BAE Systems announced on May 27, 2026, that it had been awarded the U.S. Army’s Soft Kill Active Protection System program of record, marking a major step in the modernization of U.S. armored vehicle survivability. Based on the company’s Rapid Optical Observation and Kill system, known as ROOK, the program is designed to equip ground combat vehicles with electronic warfare capabilities able to disrupt unmanned aerial systems and anti-tank guided missiles before impact. According to BAE Systems, the award supports the Army’s effort to rapidly field adaptable active protection technologies in increasingly complex battlespaces. The decision is important because it confirms that the protection of armored vehicles is moving beyond passive armor and kinetic interceptors toward a layered architecture where sensors, software, electronic attack, and non-kinetic effectors play a central role.

The selection of BAE Systems for the Soft Kill APS program comes at a time when combat vehicles face a more diverse and persistent threat environment than at any point in recent decades. Tanks, infantry fighting vehicles, armored personnel carriers, and tactical wheeled vehicles are now exposed not only to anti-tank guided missiles and rocket-propelled grenades, but also to loitering munitions, first-person-view attack drones, surveillance UAVs, laser-guided weapons, and indirect fires cued by aerial sensors. In this environment, survivability is no longer determined only by armor thickness or explosive reactive armor coverage. It depends on the ability of a platform to detect a threat early, classify it correctly, cue the right countermeasure, and break the enemy’s kill chain before the vehicle enters the final seconds of an engagement. ROOK fits into this logic by providing a soft-kill electronic warfare layer that can act before a missile, drone, or guided munition reaches terminal attack range.

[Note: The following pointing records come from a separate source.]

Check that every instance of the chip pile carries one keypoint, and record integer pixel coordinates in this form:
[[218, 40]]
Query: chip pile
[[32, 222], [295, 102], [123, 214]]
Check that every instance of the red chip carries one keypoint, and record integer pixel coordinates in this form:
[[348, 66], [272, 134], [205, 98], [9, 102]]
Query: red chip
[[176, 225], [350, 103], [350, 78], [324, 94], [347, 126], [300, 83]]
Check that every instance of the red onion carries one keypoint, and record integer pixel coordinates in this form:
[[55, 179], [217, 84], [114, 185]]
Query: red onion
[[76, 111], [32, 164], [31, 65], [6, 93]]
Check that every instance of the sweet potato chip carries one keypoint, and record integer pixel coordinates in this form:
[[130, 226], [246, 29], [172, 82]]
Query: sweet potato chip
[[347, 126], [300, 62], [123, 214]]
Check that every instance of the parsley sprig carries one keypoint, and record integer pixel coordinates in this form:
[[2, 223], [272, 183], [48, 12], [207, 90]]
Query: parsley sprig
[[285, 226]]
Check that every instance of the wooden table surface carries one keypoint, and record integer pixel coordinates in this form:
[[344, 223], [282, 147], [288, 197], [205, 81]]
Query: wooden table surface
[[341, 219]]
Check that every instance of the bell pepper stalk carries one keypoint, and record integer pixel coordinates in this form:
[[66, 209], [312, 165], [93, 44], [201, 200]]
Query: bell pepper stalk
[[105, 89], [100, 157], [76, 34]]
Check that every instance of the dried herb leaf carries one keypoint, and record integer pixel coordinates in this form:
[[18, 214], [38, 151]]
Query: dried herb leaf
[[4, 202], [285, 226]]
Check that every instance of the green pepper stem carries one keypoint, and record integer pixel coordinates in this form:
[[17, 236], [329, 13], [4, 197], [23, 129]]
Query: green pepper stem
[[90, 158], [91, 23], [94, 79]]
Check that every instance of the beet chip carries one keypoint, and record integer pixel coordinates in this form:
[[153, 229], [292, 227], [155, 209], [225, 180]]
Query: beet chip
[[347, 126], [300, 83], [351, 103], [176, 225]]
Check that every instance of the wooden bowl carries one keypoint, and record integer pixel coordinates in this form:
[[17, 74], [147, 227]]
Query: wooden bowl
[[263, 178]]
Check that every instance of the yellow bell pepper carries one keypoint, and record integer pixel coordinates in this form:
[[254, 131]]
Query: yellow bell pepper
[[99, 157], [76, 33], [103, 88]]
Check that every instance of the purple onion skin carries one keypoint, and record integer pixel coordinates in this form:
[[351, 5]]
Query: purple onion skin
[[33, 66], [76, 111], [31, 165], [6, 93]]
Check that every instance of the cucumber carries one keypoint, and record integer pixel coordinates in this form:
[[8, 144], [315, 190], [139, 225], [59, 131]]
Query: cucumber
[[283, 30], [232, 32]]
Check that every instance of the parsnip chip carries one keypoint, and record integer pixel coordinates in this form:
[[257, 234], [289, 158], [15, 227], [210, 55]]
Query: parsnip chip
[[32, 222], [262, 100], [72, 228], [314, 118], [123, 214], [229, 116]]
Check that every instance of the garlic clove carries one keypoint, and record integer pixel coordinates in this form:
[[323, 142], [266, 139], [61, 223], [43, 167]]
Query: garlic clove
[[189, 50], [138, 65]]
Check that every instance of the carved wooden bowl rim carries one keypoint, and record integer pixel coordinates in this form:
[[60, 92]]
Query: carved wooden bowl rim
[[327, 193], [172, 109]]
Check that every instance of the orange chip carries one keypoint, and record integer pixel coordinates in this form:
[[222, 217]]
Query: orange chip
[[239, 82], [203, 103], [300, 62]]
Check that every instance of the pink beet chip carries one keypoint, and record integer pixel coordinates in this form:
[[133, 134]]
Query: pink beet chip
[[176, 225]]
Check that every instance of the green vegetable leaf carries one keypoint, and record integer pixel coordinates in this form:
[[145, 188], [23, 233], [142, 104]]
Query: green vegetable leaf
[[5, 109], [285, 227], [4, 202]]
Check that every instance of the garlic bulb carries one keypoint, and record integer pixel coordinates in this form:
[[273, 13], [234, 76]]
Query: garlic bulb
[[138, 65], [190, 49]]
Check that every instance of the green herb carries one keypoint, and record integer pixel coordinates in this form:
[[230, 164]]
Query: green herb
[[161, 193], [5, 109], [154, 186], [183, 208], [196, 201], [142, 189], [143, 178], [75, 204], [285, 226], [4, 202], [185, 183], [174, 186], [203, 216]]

ROOK, or Rapid Optical Observation and Kill, is described by BAE Systems as a soft-kill countermeasure system intended to disrupt and defeat incoming threats, including unmanned aerial systems and anti-tank guided missiles. Unlike a hard-kill APS, which relies on kinetic interceptors, blast-fragmentation effects, or other physical means to destroy or divert a projectile near the vehicle, ROOK is designed to confuse or jam the threat’s guidance system. In operational terms, this means attacking the guidance loop rather than the munition body. Against guided missiles, a soft-kill system may seek to interfere with the seeker, tracking channel, command link, or targeting logic, depending on the type of weapon and the countermeasure used. Against UAS, the same broad approach places the system within the counter-drone and electromagnetic spectrum operations domain, where denying control, navigation, or targeting continuity can be as important as physically shooting down the platform.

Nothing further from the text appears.